The maker community could be a key force in developing strong local economies during fraught financial times, according to a new report.

The report, which was developed by the National League of Cities, the Urban Manufacturing Alliance, and Recast City, points to the role of “maker-entrepreneurs” — or “maker pros,” in our lingo — who sell handmade goods online, at brick-and-mortar locations, or at Maker Faires and pop-up markets. According to data from Etsy, a collaborator on the report, there have been Etsy shops operated out of 99.9% of counties in the United States. That deep market penetration, according to the guide, is already bringing billions of dollars to artisans and small-scale manufacturers in the world economy, and could be poised to become an even larger force with proper support.

“The healthiest city economies are diverse and inclusive of small, local businesses,” said Emily Robbins, an economic development associate at the National League of Cities and one of the authors of the report. “The maker economy is, in many cities, an untapped economic development powerhouse. This new report aims to help local elected officials understand how to ensure maker-businesses and small-scale manufacturers are represented in their city’s entrepreneurial ecosystems.”

Engagement by local government and organization can enable makers to grow their businesses. The report points to a pair of Birmingham food makers, Steel City Pops and Jawanda’s Sweet Potato Pies, which started as vendors at a local market and have both grown to obtain their own retail spaces. City administrators can also lead by example by procuring goods from local makers.

The report also points to the importance of local organizations that act as resource and branding hubs for maker pros, with case studies ranging from the West Coast’s Make it in LA and SFMade to Made in NYC and Cincinnati Made.

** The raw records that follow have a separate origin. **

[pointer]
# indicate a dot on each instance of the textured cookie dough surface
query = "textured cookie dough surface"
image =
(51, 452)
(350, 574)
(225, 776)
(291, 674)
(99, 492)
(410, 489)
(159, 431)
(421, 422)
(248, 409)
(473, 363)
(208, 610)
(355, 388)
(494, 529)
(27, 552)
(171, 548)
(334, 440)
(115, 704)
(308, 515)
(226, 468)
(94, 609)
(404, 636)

These groups can serve as community builders for early stage entrepreneurs, but can also help connect with supply chains and financial resources.

“Makers and small-scale manufacturers offer so much to cities, from creative goods to employment opportunities to more inclusive access to entrepreneurship,” the report’s authors wrote. “Local leaders can play a big role in unlocking the potential of their city’s maker economy by creating a supportive business ecosystem, driving demand for local goods, advocating for policies that support makers and providing affordable manufacturing and retail space.”

A bonus to supporting the local maker economy, according to the report: in addition to strengthening local business, bolstering the maker pro community can increase inclusion in the innovation sector by bypassing traditional stumbling blocks like venture capital and pricey retail leases.